I suspect that sda6 is unused by Windows and 16.04: if this is true, then the goal is to reallocate this disk space for 16.04 usage. I would like to prove to myself this space is unused BEFORE deleting partition sda6 and expanding sda5 (16.04) partition

QUESTIONS

  1. Is 16.04 using only partition sda5? (and not sda6)
  2. How can I confirm that Windows and 16.04 are not using sda6?
  3. sda6 does not indicate NTFS file system: reasonable to conclude Windows is not using it?
  4. In order to reallocate sda6 diskspace: re next-steps to delete sda6 and expand sda5 via gParted?

Looking forward to the clever and insightful responses: any experience or lessons-learned are appreciated

The journey continues: click here

Best Answer

  1. Use sudo lsblk -o +fstype (in a Terminal) to see what partitions are mounted where. Please add the output of this command to your question.

  2. Windows uses three partitions (a System partition, a Boot partition which appears to have the drive letter C:, and a Recovery partition). The same lsblk will show you what filesystem is in each partition so that you can deduce which partitions are used by Windows.

  3. If indeed /dev/sda6 is not in use by either Linux or Windows then you can delete it using Gparted (in the GUI), or, if you prefer the command line, by sudo parted /dev/sda rm 6.

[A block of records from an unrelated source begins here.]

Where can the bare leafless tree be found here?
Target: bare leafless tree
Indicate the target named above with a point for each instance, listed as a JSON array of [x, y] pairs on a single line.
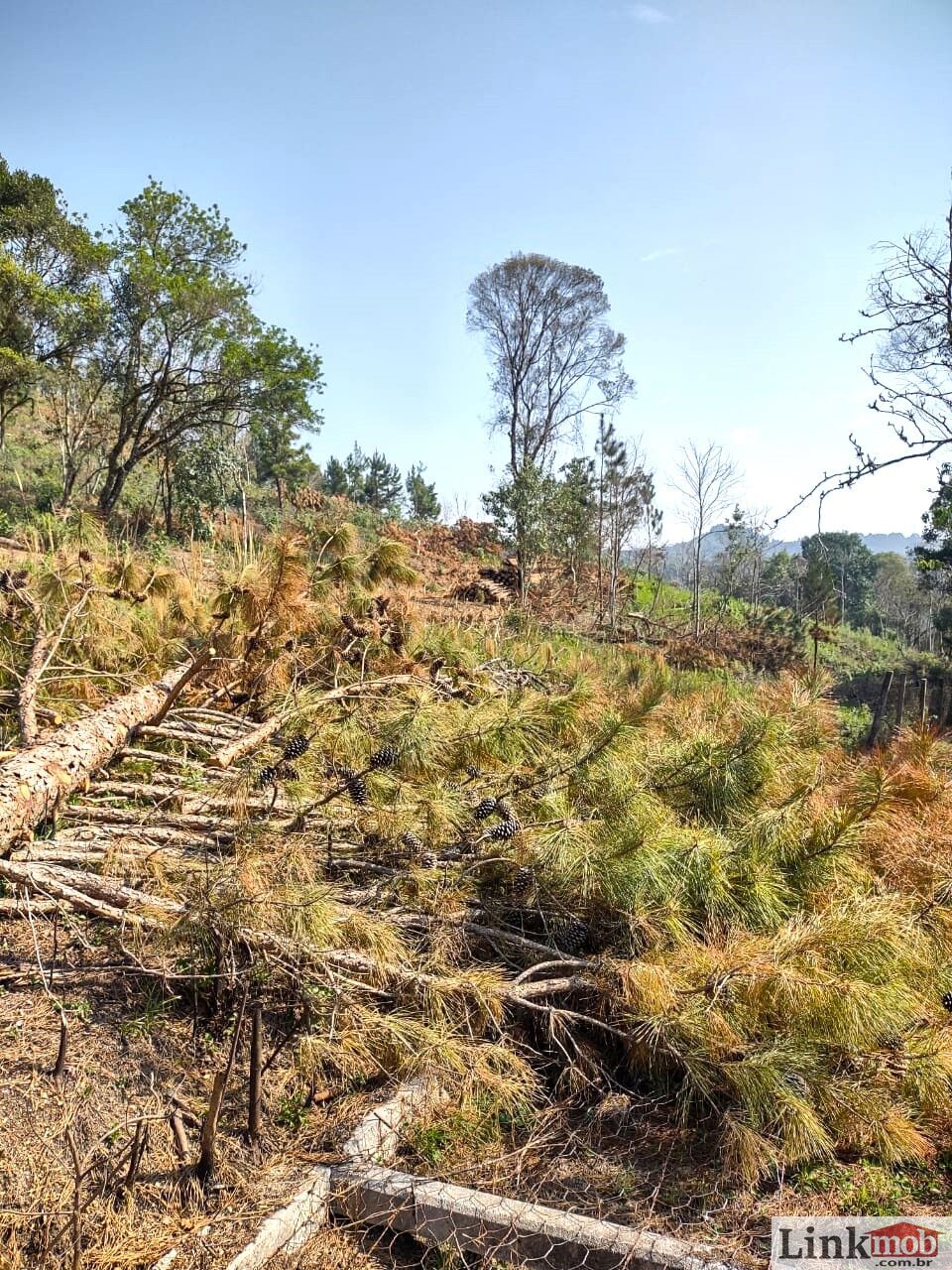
[[706, 477], [910, 318], [551, 348]]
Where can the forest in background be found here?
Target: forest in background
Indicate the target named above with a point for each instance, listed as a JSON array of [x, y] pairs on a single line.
[[498, 807]]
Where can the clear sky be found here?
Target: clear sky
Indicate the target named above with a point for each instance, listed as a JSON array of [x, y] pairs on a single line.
[[725, 166]]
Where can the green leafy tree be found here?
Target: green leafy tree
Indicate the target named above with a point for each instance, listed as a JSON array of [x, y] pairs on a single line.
[[782, 580], [200, 476], [421, 495], [335, 479], [184, 352], [278, 456], [525, 509], [841, 562], [53, 307], [626, 492], [382, 485], [575, 530], [936, 552]]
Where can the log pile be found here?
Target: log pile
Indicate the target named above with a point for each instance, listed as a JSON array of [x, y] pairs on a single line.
[[363, 1187]]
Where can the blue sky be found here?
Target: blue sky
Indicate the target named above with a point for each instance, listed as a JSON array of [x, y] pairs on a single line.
[[725, 167]]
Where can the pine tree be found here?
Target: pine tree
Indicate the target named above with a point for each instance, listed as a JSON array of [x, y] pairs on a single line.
[[421, 497]]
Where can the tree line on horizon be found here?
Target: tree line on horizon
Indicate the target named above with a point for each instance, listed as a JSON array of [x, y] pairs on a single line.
[[140, 362]]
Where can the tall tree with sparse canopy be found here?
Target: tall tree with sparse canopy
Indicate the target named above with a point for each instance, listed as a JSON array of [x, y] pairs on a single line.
[[705, 479], [552, 352], [51, 286]]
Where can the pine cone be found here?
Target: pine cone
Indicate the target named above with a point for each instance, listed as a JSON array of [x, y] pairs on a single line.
[[504, 830], [524, 881], [571, 935], [298, 744], [384, 757], [357, 789]]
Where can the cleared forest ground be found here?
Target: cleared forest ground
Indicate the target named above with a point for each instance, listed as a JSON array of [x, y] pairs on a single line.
[[676, 960]]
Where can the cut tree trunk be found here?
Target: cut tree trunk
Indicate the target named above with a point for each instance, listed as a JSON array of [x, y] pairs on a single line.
[[35, 783]]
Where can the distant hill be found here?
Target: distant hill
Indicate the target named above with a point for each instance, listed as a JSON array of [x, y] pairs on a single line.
[[878, 543], [678, 554]]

  4. If indeed /dev/sda6 is adjacent to and to the right of /dev/sda5 then the same Gparted can extend /dev/sda5 into the now empty space. If you want to do it via the command line then you must first move the end of the partition with sudo parted /dev/sda -- unit s resizepart 5 nnnn when nnnn stands for the sector before the first sector of /dev/sda3 as displayed by sudo parted /dev/sda -- unit s print free, followed by a sudo resize2fs /dev/sda5.